Frage 2: Wie die Welt eine wachsende Bevölkerung ernähren soll, wird oft reflexhaft damit beantwortet, dass die Landwirtschaft mehr produzieren muss. Wie würden Sie das gestalten? Welchen Stellenwert räumen Sie dabei der häufig vernachlässigten ländlichen Entwicklung, der bäuerlichen Landwirtschaft und dem Thema gesunde Ernährung (Nutrition) ein?
Hermann Gröhe: Wir brauchen eine nachhaltige Steigerung der landwirtschaftlichen Erzeugung, die den bäuerlichen Familien – gerade auch den Kleinbauern – Perspektiven aufzeigt und gleichzeitig umwelt- und ressourcenschonend ist. Agrarökologie wird dieser Ansatz genannt. Dies muss Hand in Hand gehen mit der ländlichen Entwicklung, mit Bildung, neuen Erwerbsmöglichkeiten und dem Aufbau von Wertschöpfungsketten. Die ländlichen Räume müssen insgesamt stärker gefördert werden. Und wir müssen das Wissen über Ernährung noch besser vermitteln. Denn Fehlernährung finden wir oft bei Kindern auf dem Land. Schlüssel ist hierbei auch eine bessere Bildung für Frauen und Mädchen.
Frage 3: Der Klimawandel schürt Ernährungsunsicherheit besonders in Entwicklungsländern. Zugleich ist Landwirtschaft selbst ein Treiber der Klimakrise. Welchen Beitrag sollte Deutschland hier leisten?
Hermann Gröhe: Klimagerechte Lösungen auch für die Landwirtschaft in Entwicklungsländern zu entwickeln, muss aufbauend auf den von Deutschland vor allem in Afrika eingerichteten Grünen Innovationszentren weiterhin im Mittelpunkt der Hungerbekämpfungsmaßnahmen stehen. Dazu zählen z.B. sparsame Bewässerungsmethoden, die Ernten unter den Bedingungen des Klimawandels stabil halten oder sogar steigern. Gleichzeitig müssen wir die Erkenntnisse unserer eigenen Forschung dazu in Deutschland unseren Partnern in Afrika, aber auch in Asien und Südamerika zur Verfügung stellen und in gemeinsamen Projekten mit ihnen angepasst weiterentwickeln – das nützt beiden Seiten.

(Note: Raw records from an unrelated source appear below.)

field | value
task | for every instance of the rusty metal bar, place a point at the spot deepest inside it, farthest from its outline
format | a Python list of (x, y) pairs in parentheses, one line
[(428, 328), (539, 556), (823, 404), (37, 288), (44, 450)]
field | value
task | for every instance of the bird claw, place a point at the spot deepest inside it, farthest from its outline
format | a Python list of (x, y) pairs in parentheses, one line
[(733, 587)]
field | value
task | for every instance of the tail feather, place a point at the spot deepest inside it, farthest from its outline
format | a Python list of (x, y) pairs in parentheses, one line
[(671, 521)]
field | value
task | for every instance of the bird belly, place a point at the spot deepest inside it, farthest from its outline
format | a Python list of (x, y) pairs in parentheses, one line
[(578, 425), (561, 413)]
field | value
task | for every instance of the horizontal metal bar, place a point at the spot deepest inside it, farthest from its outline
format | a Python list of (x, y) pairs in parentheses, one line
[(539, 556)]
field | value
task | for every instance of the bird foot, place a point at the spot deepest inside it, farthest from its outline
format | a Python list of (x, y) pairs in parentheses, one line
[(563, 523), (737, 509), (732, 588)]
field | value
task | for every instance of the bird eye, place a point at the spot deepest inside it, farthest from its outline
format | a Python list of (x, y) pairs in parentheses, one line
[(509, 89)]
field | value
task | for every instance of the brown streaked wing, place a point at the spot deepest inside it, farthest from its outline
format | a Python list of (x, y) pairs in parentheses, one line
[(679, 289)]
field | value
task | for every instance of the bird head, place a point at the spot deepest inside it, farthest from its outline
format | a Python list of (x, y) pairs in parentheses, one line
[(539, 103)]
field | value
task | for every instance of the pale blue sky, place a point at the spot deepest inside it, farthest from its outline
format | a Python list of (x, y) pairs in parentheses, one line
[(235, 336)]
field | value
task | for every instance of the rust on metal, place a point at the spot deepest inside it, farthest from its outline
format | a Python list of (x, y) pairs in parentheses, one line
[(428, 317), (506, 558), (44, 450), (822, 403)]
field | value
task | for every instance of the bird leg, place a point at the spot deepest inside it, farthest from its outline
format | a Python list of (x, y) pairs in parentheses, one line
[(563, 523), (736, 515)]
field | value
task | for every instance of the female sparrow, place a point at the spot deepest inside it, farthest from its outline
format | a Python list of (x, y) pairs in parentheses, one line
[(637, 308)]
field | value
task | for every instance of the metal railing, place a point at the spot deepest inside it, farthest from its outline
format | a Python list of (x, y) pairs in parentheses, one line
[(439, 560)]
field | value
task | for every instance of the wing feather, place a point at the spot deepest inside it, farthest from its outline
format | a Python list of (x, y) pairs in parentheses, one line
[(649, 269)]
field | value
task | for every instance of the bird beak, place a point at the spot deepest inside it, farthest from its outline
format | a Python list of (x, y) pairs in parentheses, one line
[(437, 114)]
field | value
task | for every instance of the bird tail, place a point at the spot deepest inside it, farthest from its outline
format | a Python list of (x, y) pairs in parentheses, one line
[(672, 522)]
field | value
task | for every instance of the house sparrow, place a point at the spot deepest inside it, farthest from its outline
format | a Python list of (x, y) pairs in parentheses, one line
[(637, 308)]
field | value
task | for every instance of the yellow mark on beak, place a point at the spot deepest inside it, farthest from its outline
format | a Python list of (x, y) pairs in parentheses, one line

Frage 4: Welchen Stellenwert nimmt die Armutsbekämpfung im Spannungsfeld zur Wirtschaftsförderung in der Entwicklungszusammenarbeit ein? Muss sie ein zentraler Schwerpunkt bleiben?
Hermann Gröhe: Die nachhaltige Bekämpfung von Armut ist das erste der nachhaltigen Entwicklungsziele und wird daher auch ein vorrangiges Ziel unserer Entwicklungszusammenarbeit bleiben. Dazu gehört die Verbesserung des Zugangs zur Grundversorgung wie Ernährung, Wasser, Bildung und Gesundheit. Eine Verknüpfung der Entwicklungszusammenarbeit mit der strategischen Außenwirtschaftsförderung steht dazu nicht im Gegensatz. Vielmehr schaffen gerade Unternehmen, die verantwortungsbewusst in Entwicklungsländern investieren, nachhaltige Arbeitsplätze und fördern so den Wohlstand für alle.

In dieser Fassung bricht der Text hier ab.